What needs to be done?
The current crisis has forged political consensus targeting reform and stabilization. Both major parties agree: Cut public expenditures by freezing or reducing salaries in the bloated civil service sector, and increase governmental revenues by attacking wide spread tax evasion and habitual corruption and addressing the 30 percent of GDP that the untaxed underground economy represents while also adding new taxes on alcohol, tobacco and gasoline consumption.
But a wave of farmers’ protests, public and private sector strikes threatens to wreck this consensus.
The good news, as shown by opinion surveys, is that an overwhelming majority of Greeks realize the enormity of the economic challenge and support dramatic measures to stop the economic slide. The bad news? Greeks expect “others” to face the music, not themselves—either as individuals or as members of special interest groups.
The second line of defense comes from Greek membership in the Eurozone. During the February 11 EU Council meeting, Greece secured the backing of its stronger West European partners in return for placing its economic policies under the eagle eye of the EU economic commissioner’s supervision, including sustained monitoring to insure that specific goals to reduce budget deficits are met in 2010 and beyond. The larger Western European governments could help by buying Greek debt or providing loan guarantees. Additional support through the European Central Bank may cool the speculators that have driven down the Euro by focusing on one of its weaker links.
While Papandreou welcomed the EU position as helping counter the “psychology of imminent collapse,” he also criticized the EU’s lack of coordination and failure to provide specifics. Some worry that an EU-organized bailout will provide Greece with an excuse to postpone the painful reforms necessary for economic stability.
But can the untested EU mechanisms effectively deal with the challenges facing countries like Greece, Portugal, Spain, Italy and Ireland? Loukas Tsoukalis, a prominent Greek political economist, has summarized things well: The EU “provides for a single monetary policy, a rather loose coordination of national fiscal policies, and a highly decentralized political system to back up the euro. For some people, this … defies the laws of gravity.”
For the required painful measures to work, conservatives and socialists must cooperate to avoid economic collapse. While Papandreou’s party holds 160 of 300 parliamentary seats, it is crucial that Samaras has declared his party’s support for the long-overdue reforms in nearly all sectors of Greek society, economy and politics. Broad political agreement can be fashioned since the critical mass of power is in the hands of the socialist government and its conservative opposition whose leaders were classmates at Amherst College in the 1970s. They should be able to easily stave off the smaller parties on the left who will argue that the country is sacrificing its sovereignty to globalization and world capitalist designs.
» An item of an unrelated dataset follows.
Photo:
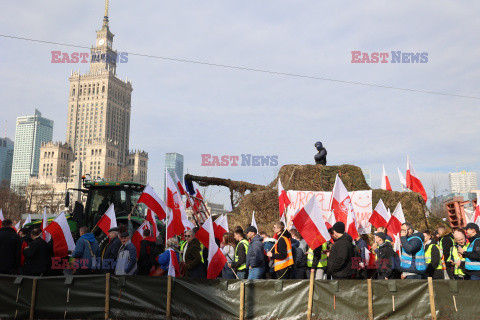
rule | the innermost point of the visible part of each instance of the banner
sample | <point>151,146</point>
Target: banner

Inward-looking Greek commentators will be tempted to ask: Is Brussels today replacing the French, the British and the Russians that competitively “protected” Greece throughout most of the 19th and 20th centuries? They overlook the crucial difference that Greece is now part of a multilateral EU institutional framework and not forced to rely on the bilateral dependencies of its turbulent past. Greece today, like Odysseus, is tying itself to a mast “made in Brussels,” in order to withstand the Siren songs of economic and political populism, extreme nationalism and internal fragmentation that have so badly hurt it in the past. With both Papandreou and Samaras supporting urgent reform, and with EU backing, Greece should be able to undertake the urgent measures the current crisis requires.